The worst part is that even the new SSD disappeared, probably for the reason noted above: it has the same name as the disk that is in the Storage Spaces Pool. Which is what made me facepalm — given I once again lost access to Samsung’s diagnostics, although I confirmed the temperature is fine, the firmware has not changed, and the drive is genuine. I guess VROC would have done just as well, if I confirmed the genuineness before going on with the reinstalling multiple times.

Conclusion

Originally, I was going to say that the Hyper M.2 is a waste of time on Windows. The fact that you can’t actually monitor the device with the Samsung software is more than just annoying — I probably should have looked for alternative monitoring software to see if I could get to the SMART counters over VROC. On Linux of course there’s no issue with that given that Magician doesn’t exist.

But if you’re going to install that many SSDs on Windows, it’s likely you’re likely going to need to use Storage Spaces — in which case the fact that Magician doesn’t work is also moot, as it wouldn’t work either.

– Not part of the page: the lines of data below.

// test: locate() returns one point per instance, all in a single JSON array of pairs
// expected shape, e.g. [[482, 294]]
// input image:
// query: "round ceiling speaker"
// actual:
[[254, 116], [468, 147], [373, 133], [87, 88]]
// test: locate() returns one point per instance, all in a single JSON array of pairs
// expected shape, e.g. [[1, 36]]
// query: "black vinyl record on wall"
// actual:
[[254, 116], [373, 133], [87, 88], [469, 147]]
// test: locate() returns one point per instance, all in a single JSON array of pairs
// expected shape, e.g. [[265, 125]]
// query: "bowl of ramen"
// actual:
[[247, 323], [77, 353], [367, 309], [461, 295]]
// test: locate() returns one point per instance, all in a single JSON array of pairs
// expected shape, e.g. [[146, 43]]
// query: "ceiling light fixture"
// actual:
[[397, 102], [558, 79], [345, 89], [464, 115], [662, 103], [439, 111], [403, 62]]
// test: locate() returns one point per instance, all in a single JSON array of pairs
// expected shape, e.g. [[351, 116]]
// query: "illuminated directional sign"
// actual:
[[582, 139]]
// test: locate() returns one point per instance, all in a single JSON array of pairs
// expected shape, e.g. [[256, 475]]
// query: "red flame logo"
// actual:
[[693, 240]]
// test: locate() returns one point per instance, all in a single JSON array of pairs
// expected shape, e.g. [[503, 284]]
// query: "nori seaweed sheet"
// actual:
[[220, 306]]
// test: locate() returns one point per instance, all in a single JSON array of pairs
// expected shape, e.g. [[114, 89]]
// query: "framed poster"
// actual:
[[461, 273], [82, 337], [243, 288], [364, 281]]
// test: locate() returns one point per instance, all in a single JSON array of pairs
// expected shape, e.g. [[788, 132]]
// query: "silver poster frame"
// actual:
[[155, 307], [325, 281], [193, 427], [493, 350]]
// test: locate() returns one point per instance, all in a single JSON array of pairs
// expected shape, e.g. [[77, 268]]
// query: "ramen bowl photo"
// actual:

The only thing you need to do is making sure that you have the drivers to install this correctly in the first place. Using the Hyper M.2 – particularly on slightly older motherboards that don’t have good enough heatsinks for their M.2 slots – turns out to be fairly useful.

Also Storage Spaces, despite being a major pain in the neck to set up on Windows 10, appear to do a fairly good job. Unlike Dynamic Volumes they do appear to balance the writing to multiple SSDs, they support TRIM, and there’s even support for preparing a disk to be removed from the pool, moving everything onto the remaining disks (assuming there’s enough space), and freeing up the drive.

If I’m not getting a new computer any time soon (and I would hope I won’t have to), I have a feeling I’ll go back to use the Hyper M.2 for VROC mode, even if it means reinstalling Windows again. Adding another 2TB or so of space for pictures wouldn’t be the cheapest idea, but it would allow expansion at a decent rate until whatever next technology arrives.